2-[A mythical opening.]



Memory of T


 やっと、有利が出てきた。こいつ絶対僕がまだ遅いと思ってたんだ。

「おはよう」

 有利が出し抜けに言う。

「お、おはようぅ!!」

「また、今日は朝からうるさいなw」

「そんなことは無い、君が遅いからだよ」

「いつもより少しばかり早く来たからって威張れることじゃねーよw」

 少しむっとしたが、言い返す言葉が無くて俯いた。

 少しして、有利が思い出したかのように言う、

「そういやお前宿題終わったのか?」

「むぅ、失敬な!ちゃんと終わったよ!!」

 また、イラッとすることを。でも、まぁこんな会話も久しぶりだと思うとなんだか楽しい。

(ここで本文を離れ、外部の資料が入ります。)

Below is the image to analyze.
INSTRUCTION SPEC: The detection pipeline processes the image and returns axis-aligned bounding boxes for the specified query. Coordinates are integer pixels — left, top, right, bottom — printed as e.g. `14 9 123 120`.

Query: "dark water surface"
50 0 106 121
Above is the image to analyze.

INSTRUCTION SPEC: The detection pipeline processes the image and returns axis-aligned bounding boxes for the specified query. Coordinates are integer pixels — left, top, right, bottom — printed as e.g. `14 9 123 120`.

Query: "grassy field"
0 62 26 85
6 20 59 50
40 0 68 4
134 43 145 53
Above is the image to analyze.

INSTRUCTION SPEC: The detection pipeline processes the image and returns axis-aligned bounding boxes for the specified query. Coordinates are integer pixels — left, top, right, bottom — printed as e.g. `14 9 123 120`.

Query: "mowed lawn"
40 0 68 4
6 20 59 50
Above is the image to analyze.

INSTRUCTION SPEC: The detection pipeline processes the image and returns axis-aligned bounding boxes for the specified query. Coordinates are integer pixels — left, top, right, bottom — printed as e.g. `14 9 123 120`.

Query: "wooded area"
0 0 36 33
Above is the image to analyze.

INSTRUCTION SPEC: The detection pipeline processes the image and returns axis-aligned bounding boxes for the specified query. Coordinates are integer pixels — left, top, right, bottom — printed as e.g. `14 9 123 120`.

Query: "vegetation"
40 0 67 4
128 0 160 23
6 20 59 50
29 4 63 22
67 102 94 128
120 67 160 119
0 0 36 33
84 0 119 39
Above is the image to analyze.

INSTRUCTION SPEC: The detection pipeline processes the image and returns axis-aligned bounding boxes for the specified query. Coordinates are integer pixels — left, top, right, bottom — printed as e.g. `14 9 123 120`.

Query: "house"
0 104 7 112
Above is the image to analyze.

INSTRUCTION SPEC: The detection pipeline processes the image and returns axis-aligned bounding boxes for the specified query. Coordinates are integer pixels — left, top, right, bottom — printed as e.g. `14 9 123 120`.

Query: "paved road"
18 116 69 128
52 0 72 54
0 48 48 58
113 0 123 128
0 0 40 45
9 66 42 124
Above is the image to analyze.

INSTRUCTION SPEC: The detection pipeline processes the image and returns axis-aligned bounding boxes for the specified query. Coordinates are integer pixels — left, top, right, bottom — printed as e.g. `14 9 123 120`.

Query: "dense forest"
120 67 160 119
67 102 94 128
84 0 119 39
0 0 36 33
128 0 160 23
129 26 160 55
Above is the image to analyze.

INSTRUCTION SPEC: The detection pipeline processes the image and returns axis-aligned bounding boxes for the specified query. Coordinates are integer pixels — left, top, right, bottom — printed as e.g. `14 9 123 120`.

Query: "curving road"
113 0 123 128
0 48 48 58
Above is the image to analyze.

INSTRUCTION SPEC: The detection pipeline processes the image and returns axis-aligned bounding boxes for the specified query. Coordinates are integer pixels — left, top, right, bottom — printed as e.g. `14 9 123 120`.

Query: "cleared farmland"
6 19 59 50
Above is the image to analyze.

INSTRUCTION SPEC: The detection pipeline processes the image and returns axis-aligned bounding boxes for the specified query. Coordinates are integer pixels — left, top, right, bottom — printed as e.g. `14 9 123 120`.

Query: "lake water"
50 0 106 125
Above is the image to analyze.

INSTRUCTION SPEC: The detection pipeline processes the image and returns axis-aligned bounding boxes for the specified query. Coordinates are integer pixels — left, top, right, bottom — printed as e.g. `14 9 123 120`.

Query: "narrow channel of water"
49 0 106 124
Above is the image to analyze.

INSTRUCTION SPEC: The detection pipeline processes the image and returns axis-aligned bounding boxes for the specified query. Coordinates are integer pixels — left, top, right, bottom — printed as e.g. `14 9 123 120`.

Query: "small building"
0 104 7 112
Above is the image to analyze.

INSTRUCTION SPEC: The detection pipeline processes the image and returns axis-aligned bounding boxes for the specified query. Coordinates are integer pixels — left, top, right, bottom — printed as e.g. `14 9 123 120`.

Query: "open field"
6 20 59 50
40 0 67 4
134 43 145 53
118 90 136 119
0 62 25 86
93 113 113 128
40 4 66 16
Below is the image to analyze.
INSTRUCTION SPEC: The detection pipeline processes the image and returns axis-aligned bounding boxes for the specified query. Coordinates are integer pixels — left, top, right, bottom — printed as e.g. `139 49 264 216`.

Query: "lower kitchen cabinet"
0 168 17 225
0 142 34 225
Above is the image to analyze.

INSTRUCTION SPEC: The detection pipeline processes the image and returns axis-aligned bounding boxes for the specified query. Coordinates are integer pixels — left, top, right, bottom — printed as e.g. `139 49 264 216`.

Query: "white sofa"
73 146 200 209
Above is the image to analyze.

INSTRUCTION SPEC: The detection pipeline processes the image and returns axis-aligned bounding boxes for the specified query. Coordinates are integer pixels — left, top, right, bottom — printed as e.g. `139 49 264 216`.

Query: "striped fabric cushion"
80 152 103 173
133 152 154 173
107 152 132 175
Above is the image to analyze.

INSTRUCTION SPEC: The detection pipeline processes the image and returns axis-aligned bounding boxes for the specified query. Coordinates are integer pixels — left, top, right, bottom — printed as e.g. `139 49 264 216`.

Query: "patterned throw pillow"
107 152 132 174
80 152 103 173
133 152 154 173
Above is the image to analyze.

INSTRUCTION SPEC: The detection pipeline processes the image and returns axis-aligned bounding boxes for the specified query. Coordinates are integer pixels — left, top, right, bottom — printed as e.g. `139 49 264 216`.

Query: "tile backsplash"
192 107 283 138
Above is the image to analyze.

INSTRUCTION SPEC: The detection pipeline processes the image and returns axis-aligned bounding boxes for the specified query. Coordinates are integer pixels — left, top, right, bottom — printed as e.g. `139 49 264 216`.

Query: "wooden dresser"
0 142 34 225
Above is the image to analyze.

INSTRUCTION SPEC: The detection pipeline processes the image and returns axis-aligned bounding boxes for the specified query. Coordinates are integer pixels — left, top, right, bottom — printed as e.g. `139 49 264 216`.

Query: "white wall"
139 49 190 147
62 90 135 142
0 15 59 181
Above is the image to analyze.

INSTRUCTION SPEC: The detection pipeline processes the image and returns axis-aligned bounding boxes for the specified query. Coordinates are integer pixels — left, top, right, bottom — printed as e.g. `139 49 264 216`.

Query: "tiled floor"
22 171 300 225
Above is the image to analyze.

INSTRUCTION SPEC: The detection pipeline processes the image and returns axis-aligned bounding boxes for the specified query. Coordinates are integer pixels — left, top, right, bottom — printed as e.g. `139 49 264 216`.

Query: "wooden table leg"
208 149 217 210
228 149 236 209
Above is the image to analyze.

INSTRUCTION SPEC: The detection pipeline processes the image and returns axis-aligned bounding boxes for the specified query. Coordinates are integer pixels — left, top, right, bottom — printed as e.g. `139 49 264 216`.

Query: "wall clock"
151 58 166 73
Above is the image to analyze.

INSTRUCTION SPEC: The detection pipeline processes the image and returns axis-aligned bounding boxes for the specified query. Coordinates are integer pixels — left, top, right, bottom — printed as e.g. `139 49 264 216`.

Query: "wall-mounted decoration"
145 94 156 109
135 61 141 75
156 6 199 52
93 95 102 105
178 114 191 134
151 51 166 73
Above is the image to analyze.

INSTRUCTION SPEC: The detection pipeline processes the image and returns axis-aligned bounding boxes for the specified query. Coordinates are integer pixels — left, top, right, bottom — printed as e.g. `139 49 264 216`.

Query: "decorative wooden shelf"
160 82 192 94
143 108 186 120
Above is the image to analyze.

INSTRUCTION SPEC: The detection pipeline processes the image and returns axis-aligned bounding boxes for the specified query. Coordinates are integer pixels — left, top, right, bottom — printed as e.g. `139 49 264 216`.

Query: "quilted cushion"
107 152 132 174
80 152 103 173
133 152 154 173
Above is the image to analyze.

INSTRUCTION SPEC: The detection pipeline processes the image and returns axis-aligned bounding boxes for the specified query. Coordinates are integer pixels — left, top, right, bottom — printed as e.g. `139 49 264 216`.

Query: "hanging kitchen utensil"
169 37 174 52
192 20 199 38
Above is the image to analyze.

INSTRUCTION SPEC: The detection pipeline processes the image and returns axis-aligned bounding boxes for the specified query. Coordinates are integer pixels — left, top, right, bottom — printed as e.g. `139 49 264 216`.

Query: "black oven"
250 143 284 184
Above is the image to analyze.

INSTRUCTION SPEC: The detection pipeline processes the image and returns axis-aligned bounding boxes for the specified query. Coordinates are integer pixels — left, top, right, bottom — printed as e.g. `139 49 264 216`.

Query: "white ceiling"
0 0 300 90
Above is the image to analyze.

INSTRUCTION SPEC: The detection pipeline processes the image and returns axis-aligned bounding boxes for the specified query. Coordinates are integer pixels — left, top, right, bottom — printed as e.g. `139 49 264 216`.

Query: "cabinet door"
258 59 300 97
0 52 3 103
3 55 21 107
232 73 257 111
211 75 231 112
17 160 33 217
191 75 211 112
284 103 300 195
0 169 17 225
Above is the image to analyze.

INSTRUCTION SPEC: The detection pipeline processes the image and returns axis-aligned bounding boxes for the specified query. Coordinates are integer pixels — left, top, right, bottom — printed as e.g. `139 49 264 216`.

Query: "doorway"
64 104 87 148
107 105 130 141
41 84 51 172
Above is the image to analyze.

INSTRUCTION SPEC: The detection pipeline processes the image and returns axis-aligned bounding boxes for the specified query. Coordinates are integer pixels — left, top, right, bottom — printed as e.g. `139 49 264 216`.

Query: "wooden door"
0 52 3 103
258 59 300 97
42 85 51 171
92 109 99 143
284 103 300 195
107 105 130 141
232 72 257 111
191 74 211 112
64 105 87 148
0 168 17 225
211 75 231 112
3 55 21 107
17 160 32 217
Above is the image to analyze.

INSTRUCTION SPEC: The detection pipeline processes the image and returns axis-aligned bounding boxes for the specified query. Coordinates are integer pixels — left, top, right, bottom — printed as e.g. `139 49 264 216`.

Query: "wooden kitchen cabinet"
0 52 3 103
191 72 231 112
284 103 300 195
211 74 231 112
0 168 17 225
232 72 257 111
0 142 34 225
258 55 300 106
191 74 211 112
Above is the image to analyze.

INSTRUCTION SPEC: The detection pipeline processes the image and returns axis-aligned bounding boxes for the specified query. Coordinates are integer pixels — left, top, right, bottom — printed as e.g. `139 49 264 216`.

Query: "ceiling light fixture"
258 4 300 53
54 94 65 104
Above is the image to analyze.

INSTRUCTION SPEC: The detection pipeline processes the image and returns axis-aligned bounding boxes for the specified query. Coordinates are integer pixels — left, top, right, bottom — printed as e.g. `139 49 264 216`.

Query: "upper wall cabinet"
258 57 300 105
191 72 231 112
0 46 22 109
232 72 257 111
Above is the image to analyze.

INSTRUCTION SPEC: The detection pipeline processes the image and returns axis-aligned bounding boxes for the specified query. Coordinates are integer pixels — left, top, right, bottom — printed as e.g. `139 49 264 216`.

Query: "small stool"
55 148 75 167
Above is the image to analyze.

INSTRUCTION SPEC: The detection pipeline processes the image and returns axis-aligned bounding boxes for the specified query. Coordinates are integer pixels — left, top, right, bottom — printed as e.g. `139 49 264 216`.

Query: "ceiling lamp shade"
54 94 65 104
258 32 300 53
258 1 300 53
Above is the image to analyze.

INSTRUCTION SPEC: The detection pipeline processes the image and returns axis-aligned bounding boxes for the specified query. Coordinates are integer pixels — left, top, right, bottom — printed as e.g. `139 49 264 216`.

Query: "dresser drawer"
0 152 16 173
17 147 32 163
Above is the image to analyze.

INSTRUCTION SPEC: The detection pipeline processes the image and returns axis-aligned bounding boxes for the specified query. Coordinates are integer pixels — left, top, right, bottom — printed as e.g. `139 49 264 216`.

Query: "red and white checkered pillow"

 しかし、黙って馬鹿にされ続けるわけにもいかない。何か言い返そうと口を開いた。

「君だってさ、t――――――――」

「キャーーーーー!!!」

 一瞬何の音かわからなかった。それが悲鳴だとわかると、有利と顔を見合わせうなずいた。

 「いこう!!」

 「あぁ!!」

 声の方向へと走り出す。そのときはただ好奇心だけだったんだ。僕はまだあんなことになるなんて思っても見なかった。


Memory of Y


 ドアをくぐり朝日の下に出る。

 冬真の顔を見ると少し怒っているのが見て取れる。

「おはよう」

 突然俺が言うと、

「お、おはよう」

 と、鳩が豆鉄砲を食らったかのような顔で言い返してくる。

「また、今日は朝からうるさいなw」

「そんなことは無い、君が遅いからだよ」

「いつもより少しばかり早く来たからって威張れることじゃねーよw」

 そんな風に冬真をからかう。こいつが怒るのはわかっていた。でも、こいつがそんなことはすぐ忘れるのもわかっていた。

「そういやお前宿題終わったのか?」

「むぅ、失敬な!ちゃんと終わったよ!!」

 もう一度からかう。こんな会話も久しぶりだったし、何より冬真の隣が心地よいせいか今日は口が軽い。

「君だってさ、t――――――――」

「キャーーーーー!!!」

 珍しく言い返そうとしたが、近くの悲鳴にかき消される。冬真を見る。まだそれが何なのか分かってないのかぽかんとしている、が、すぐにこちらを見る。俺はうなずいた。

「いこう!!」

「あぁ!!」

 声の方向へと駆け出す。そのときはただ、何かあったのかという疑問だけだった。

 俺はまだあんなことになるなんて予想もしてなかった。